Suara.com - Ketua Forum Suplier Bahan Bangunan Indonesia (FOSBBI) Antonius Tan menyebut masuknya produk keramik impor (ubin porselen) ke pasar dalam negeri sesungguhnya tidak mengganggu kinerja industri ubin keramik lokal.
Pasalnya, tambah Antonius, segmen pasar produk keramik impor (ubin porselen) dengan keramik lokal justru berbeda. Bahkan, masuknya produk ubin porselen impor akan menambah khasanah pilihan produk keramik untuk masyarakat Indonesia.
"Pasar impor ubin porselen sudah tercipta sejak 15 tahun lalu dimana mayoritas dibutuhkan untuk segmen menengah keatas. Jadi, sesungguhnya tidak mengganggu, sasarannya juga berbeda, dan justru saling melengkapi," kata Antonius Tan melalui keterangannya ditulis Kamis (16/9/2021).

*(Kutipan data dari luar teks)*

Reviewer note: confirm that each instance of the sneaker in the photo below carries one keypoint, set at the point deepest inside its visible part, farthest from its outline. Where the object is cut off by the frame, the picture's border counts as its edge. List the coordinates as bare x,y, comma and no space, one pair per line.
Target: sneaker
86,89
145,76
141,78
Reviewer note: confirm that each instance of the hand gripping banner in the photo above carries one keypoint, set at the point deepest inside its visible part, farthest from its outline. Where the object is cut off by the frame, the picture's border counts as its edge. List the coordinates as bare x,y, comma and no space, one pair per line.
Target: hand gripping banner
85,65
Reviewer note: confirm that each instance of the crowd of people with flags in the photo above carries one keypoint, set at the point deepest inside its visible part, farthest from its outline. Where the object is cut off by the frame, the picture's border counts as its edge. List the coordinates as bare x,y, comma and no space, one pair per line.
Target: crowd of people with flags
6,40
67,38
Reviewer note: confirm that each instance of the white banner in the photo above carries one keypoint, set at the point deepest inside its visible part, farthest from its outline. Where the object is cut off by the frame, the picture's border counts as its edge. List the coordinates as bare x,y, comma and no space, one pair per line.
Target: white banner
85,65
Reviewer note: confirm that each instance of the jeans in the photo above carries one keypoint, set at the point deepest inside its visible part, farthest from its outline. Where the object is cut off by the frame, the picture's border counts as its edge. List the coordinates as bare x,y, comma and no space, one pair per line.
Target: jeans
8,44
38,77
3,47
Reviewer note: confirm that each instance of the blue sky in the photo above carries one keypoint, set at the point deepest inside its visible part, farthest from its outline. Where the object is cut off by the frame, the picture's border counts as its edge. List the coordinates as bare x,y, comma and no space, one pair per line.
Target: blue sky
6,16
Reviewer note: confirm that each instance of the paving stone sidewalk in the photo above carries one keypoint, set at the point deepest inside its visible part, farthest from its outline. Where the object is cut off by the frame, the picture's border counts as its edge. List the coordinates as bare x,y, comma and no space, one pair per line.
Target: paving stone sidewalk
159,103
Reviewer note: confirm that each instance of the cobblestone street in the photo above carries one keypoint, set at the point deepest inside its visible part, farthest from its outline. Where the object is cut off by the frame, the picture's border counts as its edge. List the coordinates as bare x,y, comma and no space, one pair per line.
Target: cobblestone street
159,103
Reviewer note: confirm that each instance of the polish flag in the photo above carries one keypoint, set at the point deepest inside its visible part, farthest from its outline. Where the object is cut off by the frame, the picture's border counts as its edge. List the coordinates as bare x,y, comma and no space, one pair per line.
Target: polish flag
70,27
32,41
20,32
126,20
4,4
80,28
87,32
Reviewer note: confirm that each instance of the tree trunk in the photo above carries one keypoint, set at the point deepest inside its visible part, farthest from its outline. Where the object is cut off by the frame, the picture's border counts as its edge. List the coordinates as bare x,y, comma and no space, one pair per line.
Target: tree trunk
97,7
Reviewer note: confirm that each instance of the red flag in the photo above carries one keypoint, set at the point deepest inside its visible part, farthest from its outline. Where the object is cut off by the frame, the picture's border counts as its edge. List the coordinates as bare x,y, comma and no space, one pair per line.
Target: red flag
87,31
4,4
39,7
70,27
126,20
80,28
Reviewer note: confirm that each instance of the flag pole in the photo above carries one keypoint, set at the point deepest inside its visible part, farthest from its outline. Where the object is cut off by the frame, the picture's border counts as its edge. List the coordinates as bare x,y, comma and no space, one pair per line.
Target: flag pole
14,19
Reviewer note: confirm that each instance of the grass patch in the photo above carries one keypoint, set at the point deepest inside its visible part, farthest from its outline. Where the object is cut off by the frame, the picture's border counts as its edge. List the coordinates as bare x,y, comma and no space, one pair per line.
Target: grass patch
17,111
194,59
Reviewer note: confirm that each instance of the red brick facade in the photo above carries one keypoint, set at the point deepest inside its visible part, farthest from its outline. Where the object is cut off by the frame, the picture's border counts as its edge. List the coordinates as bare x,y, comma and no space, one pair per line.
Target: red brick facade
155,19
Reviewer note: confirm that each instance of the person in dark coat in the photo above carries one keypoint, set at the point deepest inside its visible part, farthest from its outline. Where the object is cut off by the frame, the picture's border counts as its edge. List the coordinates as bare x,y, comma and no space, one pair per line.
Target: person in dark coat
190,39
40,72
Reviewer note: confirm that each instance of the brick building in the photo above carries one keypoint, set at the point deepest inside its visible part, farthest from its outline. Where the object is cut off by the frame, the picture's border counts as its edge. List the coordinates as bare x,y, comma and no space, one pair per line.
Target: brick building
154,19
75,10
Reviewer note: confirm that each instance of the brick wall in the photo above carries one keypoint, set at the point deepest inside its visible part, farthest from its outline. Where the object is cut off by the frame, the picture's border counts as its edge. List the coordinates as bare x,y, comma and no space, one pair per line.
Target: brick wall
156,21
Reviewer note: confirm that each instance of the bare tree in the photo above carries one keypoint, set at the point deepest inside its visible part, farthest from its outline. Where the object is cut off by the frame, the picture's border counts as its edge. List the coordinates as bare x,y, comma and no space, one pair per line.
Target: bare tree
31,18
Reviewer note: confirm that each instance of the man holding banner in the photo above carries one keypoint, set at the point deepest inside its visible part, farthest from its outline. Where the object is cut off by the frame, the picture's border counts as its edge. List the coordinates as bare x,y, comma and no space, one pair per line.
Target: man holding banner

Dijelaskan Antonius, segmen ubin keramik konvensional saat ini memang sudah jauh ditinggalkan. Hal ini seiring dengan semakin sejahtera-nya kehidupan masyarakat di negara-negara maju seperti Eropa, Amerika Serikat, hinggga China.
"Ini harus diwaspadai oleh industri ubin keramik lokal berbasis tanah lempung merah, kalau tidak akan tergilas dengan kemajuan teknologi dan tuntutan pasar," jelasnya.
Menurutnya, importasi produk ubin porselen akan terhenti dengan sendirinya tanpa perlu dihambat, bila saja industri dalam negeri siap dengan teknologi pembuatan ubin porselen.
"Apalagi saat ini, industri keramik lokal sudah ditunjang dengan penurunan harga gas dan ketersediaan kaolin dalam negeri termasuk feldspar didalamnya untuk menghasilkan produk premium dengan harga yang kompetitif," terangnya.
Disisi lain, lanjut Antonius, sudah saatnya industri ubin keramik lokal melakukan transformasi agar dapat memproduksi ubin porselen yang merupakan tujuan ditetapkannya pengenaan aturan safeguard (BMTP).
"Bila tidak berhasil, maka dapat dikatakan kebijakan safeguard untuk produk keramik telah gagal," tutur Ketum FOSBBI.
Baca Juga: Cara Mudah Hilangkan Noda pada Keramik Putih, Bahannya Murah Meriah
Lebih lanjut, Antonius mengungkapkan bahwa kegagalan industri lokal untuk memproduksi ubin porselen bukan karena adanya produk keramik impor, melainkan ketidaksiapan industri itu sendiri.